Bazı çalışmacılar progesteron’un da myom gelişiminde rolü olduğunu ileri sürmektedirler. Progesteron ile tedavi edilmiş kadınlardan çıkartılan myomlarda daha fazla sayıda hücre bulunduğunu ve bazı hastalarda progesteronu bloke eden ilaçlar kullanıldığında myomların küçüldüğünü göstermektedir. Bu bulgulara rağmen myom ile progesteron arasındaki ilişki açık değildir.
Miyomların türleri nedir?
Miyomlar lokalizasyonlarına bağlı olarak değişik türde şikayetler yaratırlar. Bu nedenle de rahimde yerleştikleri yerlere göre sınıflandırılırlar;
Submuköz Miyom: Hemen rahimin içini döşeyen endometrium tabakasının altında yerleşmiştir. Büyüdükçe endometriumu içeri doğru iter. Bu itilme adet düzensizliklerine neden olabilir.Bir süre sonra miyom rahim boşluğuna doğru büyümeye başlar ve orijinal yerine ince bir sap ile bağlı kalır. Büyümeye yada sarkmaya devam eder ise rahimden dışarıya sarkabilir.Miyom hareket ettikçe sapının etrafında dönebilir ve adet aralarında kanamaya neden olabilir. Bu tür miyomlarda enfeksiyon da ortaya çıkabilir.
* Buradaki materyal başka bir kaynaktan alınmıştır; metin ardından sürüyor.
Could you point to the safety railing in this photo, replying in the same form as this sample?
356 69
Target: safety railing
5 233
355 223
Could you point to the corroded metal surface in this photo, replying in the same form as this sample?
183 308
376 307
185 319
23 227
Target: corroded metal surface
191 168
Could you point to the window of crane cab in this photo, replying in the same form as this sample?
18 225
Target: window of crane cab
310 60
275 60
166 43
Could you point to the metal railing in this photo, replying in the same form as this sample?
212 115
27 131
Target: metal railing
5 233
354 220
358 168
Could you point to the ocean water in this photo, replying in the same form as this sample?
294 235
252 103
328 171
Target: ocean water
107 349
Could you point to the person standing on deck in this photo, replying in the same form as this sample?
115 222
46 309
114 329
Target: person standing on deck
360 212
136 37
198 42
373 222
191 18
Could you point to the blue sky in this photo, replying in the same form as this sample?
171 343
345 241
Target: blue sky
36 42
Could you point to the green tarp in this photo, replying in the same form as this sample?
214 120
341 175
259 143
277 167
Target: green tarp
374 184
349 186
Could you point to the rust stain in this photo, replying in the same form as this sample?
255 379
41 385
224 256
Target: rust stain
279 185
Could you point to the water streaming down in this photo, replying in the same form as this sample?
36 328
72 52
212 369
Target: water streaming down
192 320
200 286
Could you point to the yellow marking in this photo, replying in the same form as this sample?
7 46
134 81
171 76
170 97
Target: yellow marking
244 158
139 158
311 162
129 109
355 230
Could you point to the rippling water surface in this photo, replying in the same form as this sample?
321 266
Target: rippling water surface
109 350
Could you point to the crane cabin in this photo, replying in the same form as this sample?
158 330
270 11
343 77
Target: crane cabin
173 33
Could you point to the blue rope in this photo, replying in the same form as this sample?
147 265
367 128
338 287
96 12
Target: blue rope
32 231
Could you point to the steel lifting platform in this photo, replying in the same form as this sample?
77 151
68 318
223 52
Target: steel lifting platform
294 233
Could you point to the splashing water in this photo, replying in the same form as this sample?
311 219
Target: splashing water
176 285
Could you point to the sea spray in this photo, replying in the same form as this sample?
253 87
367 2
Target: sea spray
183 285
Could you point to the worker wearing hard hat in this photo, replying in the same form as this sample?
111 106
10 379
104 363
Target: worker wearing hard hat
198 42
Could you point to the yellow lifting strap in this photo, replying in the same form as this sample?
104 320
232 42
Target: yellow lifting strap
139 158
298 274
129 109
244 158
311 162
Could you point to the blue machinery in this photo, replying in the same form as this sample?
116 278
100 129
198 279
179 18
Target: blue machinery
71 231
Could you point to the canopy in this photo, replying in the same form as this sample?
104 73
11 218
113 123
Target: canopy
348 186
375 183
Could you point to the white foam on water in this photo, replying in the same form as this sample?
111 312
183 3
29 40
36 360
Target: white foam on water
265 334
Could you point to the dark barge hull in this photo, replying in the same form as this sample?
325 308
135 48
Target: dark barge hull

İntramural Miyom: Rahimi oluşturan kas tabakasının içinde yer alan miyomlardır. Miyom nüvesi büyüdükçe rahim de büyür.
Subseröz Miyom: Rahimin dış yüzünden köken alan ve dışarı doğru büyüyen miyomlardır. Genelde kanama problemi yaratmaz.
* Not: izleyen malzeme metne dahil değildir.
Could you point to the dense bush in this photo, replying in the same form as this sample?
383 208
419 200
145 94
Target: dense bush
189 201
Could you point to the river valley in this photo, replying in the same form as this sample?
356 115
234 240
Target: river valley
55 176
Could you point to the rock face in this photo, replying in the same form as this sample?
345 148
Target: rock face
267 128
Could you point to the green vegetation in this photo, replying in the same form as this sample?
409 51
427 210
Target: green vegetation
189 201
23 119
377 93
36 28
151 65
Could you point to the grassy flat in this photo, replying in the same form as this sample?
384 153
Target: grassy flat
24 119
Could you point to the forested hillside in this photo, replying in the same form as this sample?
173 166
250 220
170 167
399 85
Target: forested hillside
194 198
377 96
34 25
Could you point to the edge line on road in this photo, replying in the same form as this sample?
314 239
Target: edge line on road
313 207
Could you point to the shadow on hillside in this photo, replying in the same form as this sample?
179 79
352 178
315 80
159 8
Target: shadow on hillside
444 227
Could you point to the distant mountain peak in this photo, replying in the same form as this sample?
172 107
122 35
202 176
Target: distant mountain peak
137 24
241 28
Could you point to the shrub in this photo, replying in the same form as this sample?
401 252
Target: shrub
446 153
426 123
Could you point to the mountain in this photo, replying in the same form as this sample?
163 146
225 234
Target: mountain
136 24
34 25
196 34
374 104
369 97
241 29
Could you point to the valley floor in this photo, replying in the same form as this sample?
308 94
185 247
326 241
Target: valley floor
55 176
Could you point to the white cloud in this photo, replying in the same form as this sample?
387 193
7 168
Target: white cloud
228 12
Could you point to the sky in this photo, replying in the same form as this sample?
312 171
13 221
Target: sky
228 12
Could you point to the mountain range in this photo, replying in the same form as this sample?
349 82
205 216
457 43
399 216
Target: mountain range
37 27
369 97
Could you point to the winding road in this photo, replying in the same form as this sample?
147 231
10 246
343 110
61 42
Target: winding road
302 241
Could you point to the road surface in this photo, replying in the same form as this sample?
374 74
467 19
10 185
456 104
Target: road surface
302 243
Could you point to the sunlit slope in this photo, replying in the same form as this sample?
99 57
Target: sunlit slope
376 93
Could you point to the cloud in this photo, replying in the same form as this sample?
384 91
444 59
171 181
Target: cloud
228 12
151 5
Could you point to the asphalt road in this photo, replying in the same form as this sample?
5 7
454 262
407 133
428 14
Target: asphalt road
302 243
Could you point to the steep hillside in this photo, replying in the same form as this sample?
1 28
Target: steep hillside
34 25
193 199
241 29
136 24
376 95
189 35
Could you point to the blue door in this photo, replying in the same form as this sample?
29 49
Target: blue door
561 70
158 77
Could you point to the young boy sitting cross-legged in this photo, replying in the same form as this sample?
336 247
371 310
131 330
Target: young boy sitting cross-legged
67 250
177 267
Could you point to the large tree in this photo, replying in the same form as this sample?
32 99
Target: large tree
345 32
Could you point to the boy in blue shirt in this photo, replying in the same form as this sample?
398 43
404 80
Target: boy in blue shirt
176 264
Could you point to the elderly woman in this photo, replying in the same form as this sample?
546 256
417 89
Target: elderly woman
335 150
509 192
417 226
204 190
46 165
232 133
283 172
Saplı Myom: Herhangi bir subseröz ya da submüköz myom büyümeye devam edip de rahim ile bağlantısı sadece ince bir bağ ile sağlanır ise bu durumda saplı miyomdan söz edilir.Eğer myom kendi etrafında döner ise sapı yani dolayısı ile kan bağlantısı da bozulur ve myom nüvesinde dejenerasyon meydana gelir.
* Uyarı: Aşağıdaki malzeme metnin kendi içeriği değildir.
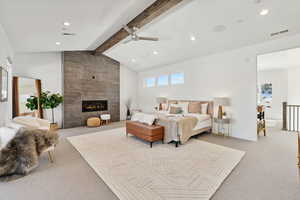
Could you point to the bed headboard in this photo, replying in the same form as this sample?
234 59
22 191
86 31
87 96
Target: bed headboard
210 109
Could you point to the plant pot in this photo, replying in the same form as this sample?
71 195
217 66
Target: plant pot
54 127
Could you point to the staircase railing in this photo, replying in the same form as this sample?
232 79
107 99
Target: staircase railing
290 117
290 121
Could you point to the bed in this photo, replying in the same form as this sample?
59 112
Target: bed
180 127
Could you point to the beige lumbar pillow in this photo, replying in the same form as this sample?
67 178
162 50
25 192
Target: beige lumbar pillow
194 107
175 110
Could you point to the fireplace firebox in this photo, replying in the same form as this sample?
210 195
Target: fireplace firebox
94 106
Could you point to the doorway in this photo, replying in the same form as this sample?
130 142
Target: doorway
278 87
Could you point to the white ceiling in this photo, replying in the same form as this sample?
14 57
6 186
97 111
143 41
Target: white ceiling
36 25
244 26
279 60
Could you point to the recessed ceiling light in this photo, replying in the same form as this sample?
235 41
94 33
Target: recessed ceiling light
264 12
219 28
67 23
193 38
240 21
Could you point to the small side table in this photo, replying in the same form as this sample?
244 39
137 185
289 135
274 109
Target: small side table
220 126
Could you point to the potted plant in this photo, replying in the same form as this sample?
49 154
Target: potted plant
128 106
32 104
51 101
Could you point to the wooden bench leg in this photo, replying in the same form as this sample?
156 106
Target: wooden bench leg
50 157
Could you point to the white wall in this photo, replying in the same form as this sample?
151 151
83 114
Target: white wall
279 80
44 66
231 74
294 86
5 51
128 89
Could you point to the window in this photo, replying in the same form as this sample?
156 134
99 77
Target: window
266 94
177 78
150 82
163 80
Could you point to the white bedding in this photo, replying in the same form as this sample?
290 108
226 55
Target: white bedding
204 120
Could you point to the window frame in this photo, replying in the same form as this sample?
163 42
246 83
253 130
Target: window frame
148 78
168 80
181 83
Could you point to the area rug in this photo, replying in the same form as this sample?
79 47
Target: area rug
134 171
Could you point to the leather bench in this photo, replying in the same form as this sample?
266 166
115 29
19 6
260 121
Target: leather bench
145 132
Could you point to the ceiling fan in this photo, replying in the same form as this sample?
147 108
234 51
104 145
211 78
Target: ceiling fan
134 37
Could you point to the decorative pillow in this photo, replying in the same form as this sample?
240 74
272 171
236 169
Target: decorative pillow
175 110
204 108
148 119
6 135
164 106
137 117
194 107
184 106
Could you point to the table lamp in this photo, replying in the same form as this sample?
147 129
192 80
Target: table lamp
221 101
161 100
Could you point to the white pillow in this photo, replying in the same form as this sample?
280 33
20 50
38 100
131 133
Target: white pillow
14 125
204 108
137 117
184 106
148 119
6 134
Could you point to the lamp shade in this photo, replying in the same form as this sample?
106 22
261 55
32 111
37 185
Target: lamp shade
222 101
161 100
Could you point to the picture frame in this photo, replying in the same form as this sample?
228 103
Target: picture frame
3 85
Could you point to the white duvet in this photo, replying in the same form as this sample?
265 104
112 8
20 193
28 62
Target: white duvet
204 120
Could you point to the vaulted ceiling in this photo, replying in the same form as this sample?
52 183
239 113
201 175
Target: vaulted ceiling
216 26
194 28
285 59
36 25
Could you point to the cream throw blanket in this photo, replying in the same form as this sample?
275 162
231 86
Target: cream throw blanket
177 127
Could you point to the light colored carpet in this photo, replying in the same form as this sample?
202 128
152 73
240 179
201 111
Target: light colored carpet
134 171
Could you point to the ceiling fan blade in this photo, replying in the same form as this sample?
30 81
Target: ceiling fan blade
149 38
127 41
130 31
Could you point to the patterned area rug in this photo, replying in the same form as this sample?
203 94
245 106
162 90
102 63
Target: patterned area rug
134 171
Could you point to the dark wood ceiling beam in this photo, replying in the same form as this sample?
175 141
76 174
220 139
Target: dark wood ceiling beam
149 14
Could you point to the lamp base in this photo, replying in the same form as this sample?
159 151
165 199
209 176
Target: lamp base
220 112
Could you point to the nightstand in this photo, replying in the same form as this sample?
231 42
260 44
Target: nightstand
220 126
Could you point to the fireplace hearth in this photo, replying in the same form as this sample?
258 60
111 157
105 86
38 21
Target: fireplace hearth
94 106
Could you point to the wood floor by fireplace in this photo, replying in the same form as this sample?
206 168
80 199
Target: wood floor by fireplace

İnterligamentöz Myom: Rahimi yerinde tutan ve ligaman adı verilen bağların arasında gelişen tümörlerdir.Bunların cerrahi ile çıkartılması son derece güçtür.
Paraziter Myom: Büyüyen miyom nüvesi başka bir organa yanaşıp buna yapışırsa bir süre sonra rahim ile arasındaki bağlantı kopabilir ve miyom yeni bağlandığı dokudan beslenmeye başlayabilir. Bu durumda parazitik myomdan söz edilir.
Gerçekçi olmak gerekirse myomların hemen hepsi aslında birden fazla anatomik lokalizasyonda bulunur. Örneğin miyomun büyük bir kısmı intramural olmasına rağmen submüköz veya subseröz komponenti de vardır. Bu durumun istisnası saplı subseröz myomlardır.